Oaxaca, village by village

The villages that matter to mezcal, and why 'made in Oaxaca' is a postal code – not a promise.

By The Editors · · 10 min read

Ninety percent of the mezcal that reaches the US is made in Oaxaca. Within Oaxaca, most of it comes from about a dozen villages, and the differences between them are as meaningful as the differences between Burgundy communes. This is the village-by-village map that the good producers use, rendered for drinkers who don't have one.

Santiago Matatlán bills itself as the 'World Capital of Mezcal,' and by volume the claim holds. The village is the spiritual and commercial home of espadín – Ilegal, Montelobos, Nuestra Soledad Matatlán, and Mestiza Negra all come from here. Matatlán espadín is typically smoky, confident, and forward – you taste the village's industry as much as its terroir.

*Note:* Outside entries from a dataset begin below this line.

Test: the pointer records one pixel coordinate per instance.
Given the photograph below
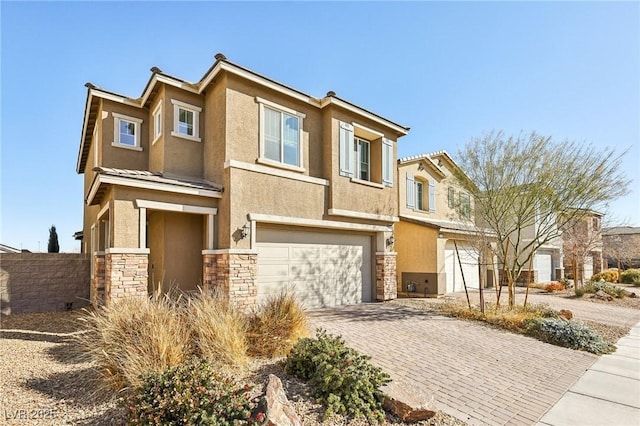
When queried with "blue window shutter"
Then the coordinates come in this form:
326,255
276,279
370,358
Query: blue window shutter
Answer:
347,160
432,196
387,162
411,191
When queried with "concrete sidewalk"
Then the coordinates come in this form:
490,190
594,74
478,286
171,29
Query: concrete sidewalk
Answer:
607,394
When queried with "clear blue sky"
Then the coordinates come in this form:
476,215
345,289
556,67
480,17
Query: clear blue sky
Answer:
451,71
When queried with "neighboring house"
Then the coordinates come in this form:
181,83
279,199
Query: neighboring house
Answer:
437,243
582,246
241,184
621,246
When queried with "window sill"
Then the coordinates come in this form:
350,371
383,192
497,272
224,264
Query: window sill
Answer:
367,183
283,166
133,148
187,137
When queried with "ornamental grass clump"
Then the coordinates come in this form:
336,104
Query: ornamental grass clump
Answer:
132,337
342,379
567,333
275,327
192,393
218,330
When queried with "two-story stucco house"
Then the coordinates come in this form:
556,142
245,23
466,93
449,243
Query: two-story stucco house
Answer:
239,183
439,248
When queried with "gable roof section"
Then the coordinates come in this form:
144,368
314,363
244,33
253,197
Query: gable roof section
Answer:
149,180
221,64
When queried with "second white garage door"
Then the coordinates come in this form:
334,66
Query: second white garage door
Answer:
323,269
454,274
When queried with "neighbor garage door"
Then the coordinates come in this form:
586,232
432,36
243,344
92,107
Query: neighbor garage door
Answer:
469,260
323,269
542,264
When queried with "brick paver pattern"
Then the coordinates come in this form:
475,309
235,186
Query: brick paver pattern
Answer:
476,373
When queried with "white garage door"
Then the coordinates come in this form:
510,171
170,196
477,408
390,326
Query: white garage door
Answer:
542,264
323,269
454,274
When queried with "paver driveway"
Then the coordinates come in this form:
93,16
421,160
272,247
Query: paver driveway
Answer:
479,374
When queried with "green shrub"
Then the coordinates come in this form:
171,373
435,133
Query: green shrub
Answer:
608,275
276,326
342,379
570,334
192,393
630,276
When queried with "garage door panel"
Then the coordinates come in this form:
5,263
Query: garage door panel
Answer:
323,269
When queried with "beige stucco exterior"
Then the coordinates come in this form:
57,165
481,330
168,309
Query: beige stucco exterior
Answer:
183,203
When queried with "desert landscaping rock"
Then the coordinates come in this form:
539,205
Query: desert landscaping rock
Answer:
279,412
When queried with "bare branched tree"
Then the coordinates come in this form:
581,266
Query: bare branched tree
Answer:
527,188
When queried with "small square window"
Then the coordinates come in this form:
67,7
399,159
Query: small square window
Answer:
186,119
126,131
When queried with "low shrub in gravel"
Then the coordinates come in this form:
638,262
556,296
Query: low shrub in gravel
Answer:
630,276
342,379
132,337
192,393
276,326
608,275
570,334
218,330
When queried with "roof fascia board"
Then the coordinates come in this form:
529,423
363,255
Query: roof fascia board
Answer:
345,105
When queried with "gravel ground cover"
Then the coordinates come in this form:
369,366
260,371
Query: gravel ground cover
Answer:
42,382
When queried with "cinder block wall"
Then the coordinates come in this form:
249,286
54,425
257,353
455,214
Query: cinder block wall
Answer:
41,282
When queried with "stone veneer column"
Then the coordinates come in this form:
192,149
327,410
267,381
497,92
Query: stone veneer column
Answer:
233,275
97,282
126,273
386,281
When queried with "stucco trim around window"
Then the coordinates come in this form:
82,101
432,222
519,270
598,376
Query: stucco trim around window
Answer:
195,125
135,122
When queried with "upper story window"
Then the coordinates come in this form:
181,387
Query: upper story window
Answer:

San Luis del Rio is the source for Del Maguey's Vida and its village expression, as well as Nuestra Soledad's SLDR bottling. The signature is a mineral, slightly saline espadín – cleaner than Matatlán, denser than Tlacolula. The village is small enough that a few palenques define the whole category's commercial output.

San Baltazar Chichicapam gives us Del Maguey's Chichicapa – and by extension, the clearest example of what a single-village designation can do for espadín. Floral, honeyed, mineral, food-friendly; a dozen producers in this village have their signature on a bottle you've probably tasted.

Santa Catarina Minas is the clay-still capital. Real Minero, Lalocura, Del Maguey Minero, and Del Maguey Iberico all use the village's ollas de barro distillation tradition. Minas-style mezcal is heavier, more textured, and more savory than anything made in copper – if you want to understand what 'ancestral' tastes like, Minas is the vocabulary word.

Miahuatlán – home to Mezcalosfera's releases, NETA's wild-agave bottlings, and much of El Jolgorio's tepextate production – is where the high-end wild-agave conversation is happening. The region's elevation and soil types favor long-maturing plants, and the bottles are priced accordingly.

Candelaria Yegole is Rey Campero's home village, and increasingly the shorthand for 'where modern jabalí production got legitimate.' Aquilino García López's work for Mezcal Vago also comes from here – the village has become a sleeper hit for drinkers paying attention to producer names.

Sola de Vega is the Siete Misterios village, plus a handful of Mezcalero numbered releases. Production runs toward the herbal and bright, with a lean spine that distinguishes it from the richer Miahuatlán style. Underappreciated as a region.

Ejutla is Banhez's home, and the answer to the question 'where does good cheap mezcal come from.' The cooperative model works well here; if you're looking for value-tier wild-agave expressions, Ejutla producers are punching above their weight.